People hold posters of slain Saudi journalist Jamal Khashoggi, near the Saudi Arabia consulate in Istanbul, Turkey, on Oct. 2, 2020. (Emrah Gurel/AP Photo)
U-Turn for Biden
Biden’s decision marks a stark U-turn from his previous stance on former Washington Post columnist Khashoggi’s 2018 killing inside the Saudi consulate in Istanbul.
The U.S. intelligence community has tied the death to the crown prince, who they believe approved the killing, although Khashoggi’s remains have never been found.
Khashoggi was an outspoken critic of the Saudi government, which has repeatedly come under fire from human rights organizations and United Nations bodies over its human rights violations and laws that restrict political and religious expression, including its silencing of individuals it considers rivals or critics.
However, officials in the country have rejected any links to the crown prince and Khashoggi’s death and denied accusations of human rights abuses.
Earlier this year, Biden faced criticism after he opted to share a fist bump with the crown prince during a visit to the Gulf kingdom as he sought to persuade Saudi Arabia to produce more oil amid soaring gas prices in the United States.

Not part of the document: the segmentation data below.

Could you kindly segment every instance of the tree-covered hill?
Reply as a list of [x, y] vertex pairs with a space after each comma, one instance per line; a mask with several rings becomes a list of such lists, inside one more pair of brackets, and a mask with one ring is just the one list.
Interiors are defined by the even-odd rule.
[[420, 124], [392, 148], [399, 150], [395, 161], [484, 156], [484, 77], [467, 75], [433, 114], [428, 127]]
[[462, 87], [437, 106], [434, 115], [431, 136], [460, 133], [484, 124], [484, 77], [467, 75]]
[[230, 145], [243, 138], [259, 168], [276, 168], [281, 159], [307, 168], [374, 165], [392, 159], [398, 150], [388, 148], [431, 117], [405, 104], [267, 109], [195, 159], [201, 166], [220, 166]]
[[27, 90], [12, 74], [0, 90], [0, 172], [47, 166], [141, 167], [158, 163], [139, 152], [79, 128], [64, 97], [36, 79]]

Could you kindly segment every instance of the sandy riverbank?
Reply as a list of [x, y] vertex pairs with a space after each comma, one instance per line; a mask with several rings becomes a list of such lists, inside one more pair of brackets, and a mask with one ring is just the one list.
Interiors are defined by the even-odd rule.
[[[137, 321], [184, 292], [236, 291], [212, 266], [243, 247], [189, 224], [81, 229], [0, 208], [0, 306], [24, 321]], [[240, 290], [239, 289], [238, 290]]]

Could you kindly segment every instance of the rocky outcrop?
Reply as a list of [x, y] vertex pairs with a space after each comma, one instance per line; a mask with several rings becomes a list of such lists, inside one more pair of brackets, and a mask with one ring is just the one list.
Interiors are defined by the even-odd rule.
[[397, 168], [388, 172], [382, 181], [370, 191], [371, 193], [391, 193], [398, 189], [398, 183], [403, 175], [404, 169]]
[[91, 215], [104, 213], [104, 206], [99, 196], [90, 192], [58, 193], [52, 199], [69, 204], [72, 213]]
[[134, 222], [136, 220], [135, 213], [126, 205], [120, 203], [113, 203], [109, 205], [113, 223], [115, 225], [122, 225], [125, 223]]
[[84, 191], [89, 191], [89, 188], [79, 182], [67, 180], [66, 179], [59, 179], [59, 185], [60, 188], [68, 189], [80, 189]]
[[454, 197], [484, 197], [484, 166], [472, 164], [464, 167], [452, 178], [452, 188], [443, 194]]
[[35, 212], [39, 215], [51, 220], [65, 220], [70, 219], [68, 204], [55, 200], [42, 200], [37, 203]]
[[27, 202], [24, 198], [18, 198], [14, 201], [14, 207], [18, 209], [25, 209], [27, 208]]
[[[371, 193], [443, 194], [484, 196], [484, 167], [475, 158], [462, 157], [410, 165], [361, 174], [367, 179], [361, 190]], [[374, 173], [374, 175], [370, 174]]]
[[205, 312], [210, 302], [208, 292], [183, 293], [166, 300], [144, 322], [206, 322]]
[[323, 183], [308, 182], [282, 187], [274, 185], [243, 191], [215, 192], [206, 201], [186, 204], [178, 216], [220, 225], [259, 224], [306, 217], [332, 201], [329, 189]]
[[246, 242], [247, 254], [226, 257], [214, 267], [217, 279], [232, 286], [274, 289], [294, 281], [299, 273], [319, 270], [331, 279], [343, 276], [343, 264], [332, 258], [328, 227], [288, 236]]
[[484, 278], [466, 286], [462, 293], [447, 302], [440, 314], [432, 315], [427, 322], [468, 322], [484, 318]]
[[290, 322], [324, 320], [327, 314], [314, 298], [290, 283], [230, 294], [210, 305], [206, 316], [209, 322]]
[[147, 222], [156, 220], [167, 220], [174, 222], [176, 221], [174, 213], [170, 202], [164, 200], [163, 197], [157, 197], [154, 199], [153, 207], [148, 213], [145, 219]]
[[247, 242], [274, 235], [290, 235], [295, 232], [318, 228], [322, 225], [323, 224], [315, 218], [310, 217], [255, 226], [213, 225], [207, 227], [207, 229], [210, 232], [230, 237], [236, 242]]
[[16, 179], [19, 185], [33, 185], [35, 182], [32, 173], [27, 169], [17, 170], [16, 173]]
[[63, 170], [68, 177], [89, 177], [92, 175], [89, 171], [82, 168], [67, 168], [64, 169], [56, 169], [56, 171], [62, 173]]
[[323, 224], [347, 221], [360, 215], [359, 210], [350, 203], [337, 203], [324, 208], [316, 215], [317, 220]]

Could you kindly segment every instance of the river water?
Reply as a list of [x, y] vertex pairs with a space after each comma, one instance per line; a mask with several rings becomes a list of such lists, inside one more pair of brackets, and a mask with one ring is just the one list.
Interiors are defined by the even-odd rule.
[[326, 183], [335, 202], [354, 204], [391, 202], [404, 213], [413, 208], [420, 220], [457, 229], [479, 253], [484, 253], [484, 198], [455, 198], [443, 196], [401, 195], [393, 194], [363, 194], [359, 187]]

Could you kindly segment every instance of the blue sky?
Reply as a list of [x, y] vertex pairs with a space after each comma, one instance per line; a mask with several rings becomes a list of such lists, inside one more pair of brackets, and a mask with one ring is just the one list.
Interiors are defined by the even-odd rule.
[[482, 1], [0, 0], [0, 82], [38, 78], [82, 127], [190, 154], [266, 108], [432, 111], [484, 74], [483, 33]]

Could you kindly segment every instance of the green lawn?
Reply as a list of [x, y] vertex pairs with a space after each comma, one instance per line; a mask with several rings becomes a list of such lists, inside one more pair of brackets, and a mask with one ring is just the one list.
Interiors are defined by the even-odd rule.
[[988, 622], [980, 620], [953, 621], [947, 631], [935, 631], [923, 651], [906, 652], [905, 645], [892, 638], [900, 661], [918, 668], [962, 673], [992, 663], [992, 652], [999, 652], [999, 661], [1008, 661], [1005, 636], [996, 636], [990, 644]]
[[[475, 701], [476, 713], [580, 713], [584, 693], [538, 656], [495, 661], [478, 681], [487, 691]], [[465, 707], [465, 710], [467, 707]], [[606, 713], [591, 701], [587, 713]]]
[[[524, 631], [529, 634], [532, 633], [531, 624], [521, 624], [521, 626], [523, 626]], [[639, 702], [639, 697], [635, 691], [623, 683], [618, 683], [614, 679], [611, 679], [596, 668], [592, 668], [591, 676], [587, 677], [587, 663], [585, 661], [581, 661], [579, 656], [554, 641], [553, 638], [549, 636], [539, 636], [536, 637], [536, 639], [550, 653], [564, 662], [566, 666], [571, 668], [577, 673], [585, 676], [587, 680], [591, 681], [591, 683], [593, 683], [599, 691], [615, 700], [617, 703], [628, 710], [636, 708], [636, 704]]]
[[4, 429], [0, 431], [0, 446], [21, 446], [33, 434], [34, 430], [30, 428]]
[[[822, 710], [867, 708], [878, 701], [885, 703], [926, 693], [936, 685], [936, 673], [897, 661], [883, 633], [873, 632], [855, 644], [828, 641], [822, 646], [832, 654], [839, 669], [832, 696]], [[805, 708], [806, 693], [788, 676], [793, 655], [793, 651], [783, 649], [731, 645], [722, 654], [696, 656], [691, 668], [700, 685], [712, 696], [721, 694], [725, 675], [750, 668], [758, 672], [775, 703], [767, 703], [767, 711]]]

The Organization of the Petroleum Exporting Countries (OPEC) and its oil-producing allies, OPEC+, agreed to slash their oil output just weeks later.
A State Department spokesperson said in an emailed statement to Axios that the Justice Department filed what it called the “suggestion of immunity,” at the request of the State Department, “based on longstanding and well-established principles” of law, including international law “which the United States has consistently and across administrations applied to heads of state, heads of government, and foreign ministers while they are in office.”
“This Suggestion of Immunity does not reflect an assessment on the merits of the case. It speaks to nothing on broader policy or the state of relations. This was purely a legal determination,” the spokesperson said.
The Epoch Times has contacted the State Department for comment.